Exegese Micha 4, 1-5

Völkerwallfahrt nach Zion


Seminararbeit, 2011

22 Seiten, Note: 1,7


Leseprobe


Inhalt

Micha 4, 1-5

1. Ersteindruck

2. Übersetzungsvergleich

3. Sprachliche Analyse

4. Untersuchung zu geprägten Sprachformen und geprägten Inhalten ihres Textes
4.1 Form - und Gattungskritik
4.2 Traditionskritik

5. Untersuchung zur Entstehungsgeschichte des Textes
5.1 Literarkritik
5.2 Überlieferungskritik
5.3 Redaktionskritik

6. Historischer Ort

7. Gesamtinterpretation

8. Bedeutung für die Zukunft

9. Literaturverzeichnis

Micha 4, 1-5

Das kommende Friedensreich Gottes

1In den letzten Tagen aber wird der Berg, darauf des Herrn Haus ist, fest stehen, höher als alle Berge und über die Hügel erhaben. Und die Völker werden hinzulaufen, 2 und viele Heiden werden hingehen und sagen: Kommt lasst uns hinauf zum Berge des Herrn gehen und zum Hause des Gottes Jakobs, dass uns Lehre seine Wege und wir in seinen Pfaden wandeln! Denn von Zion wird Weisung ausgehen und des Herrn Wort von Jerusalem.

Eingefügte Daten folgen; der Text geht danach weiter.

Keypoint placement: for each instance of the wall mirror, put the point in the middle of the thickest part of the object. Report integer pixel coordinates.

3 Er wird unter großen Völkern richten und viele Heiden zurechtweisen in fernen Landen. Sie werden ihre Schwerter zu Pflugscharen und ihre Spieße zu Sicheln machen. Es wird kein Volk wider das andere das Schwert erheben, und sie werden hinfort nicht mehr lernen, Krieg zu führen. 4 Ein jeder wird unter seinem Weinstock und Feigenbaum wohnen, und niemand wird sie schrecken. Denn der Mund des Herrn Zebaoth hat´s geredet.5 Ein jedes Volk wandelt im Namen seines Gottes, aber wir wandeln im Namen des Herrn, unseres Gottes, immer und ewiglich!

1. Ersteindruck

Ich habe den Micha Text 4, 1-5 ausgewählt. In den Bibelversen des Alten Testaments geht es um die Völker, die eine friedliche Wallfahrt zu dem Berg Zion unternehmen wollen. Auf diesem Berg wohnt der Gott Israels, der durch die Verkündung der Thora vom Berg Zion aus den Völkern helfen will, Frieden zu wahren und dessen Konflikte zu schlichten. Diese Bewegung ist politischer Art und die Völker haben die Hoffnung auf Frieden, deshalb wandern sie gemeinsam, stets auf dem Weg Gottes zu dem Berg Zion.

Die Völker nehmen die Thora und den Frieden auf und wollen keinen Krieg mehr führen.

Der Ersteindruck vermittelt, dass es sich bei dem Micha Text um einen Hoffnungstext, bzw. eine Hoffnungsgeschichte handelt, da es im besagten Text darum geht, untereinander Frieden zu schließen und sich gegen Krieg auszusprechen. Außerdem hat der Text bis heute nicht an Bedeutung verloren, da die Menschen und Völker noch immer nach Frieden streben und es ihnen aufgrund politischer Machtverhältnisse, durch religiöse Gründe und viele andere Gegebenheiten nicht möglich scheint, in Frieden miteinander zu leben. Durchaus vermittelt Micha 4, 1-5 Hoffnung und Glauben durch die Weisungen Gottes und kann die Menschen darin zutiefst bestärken.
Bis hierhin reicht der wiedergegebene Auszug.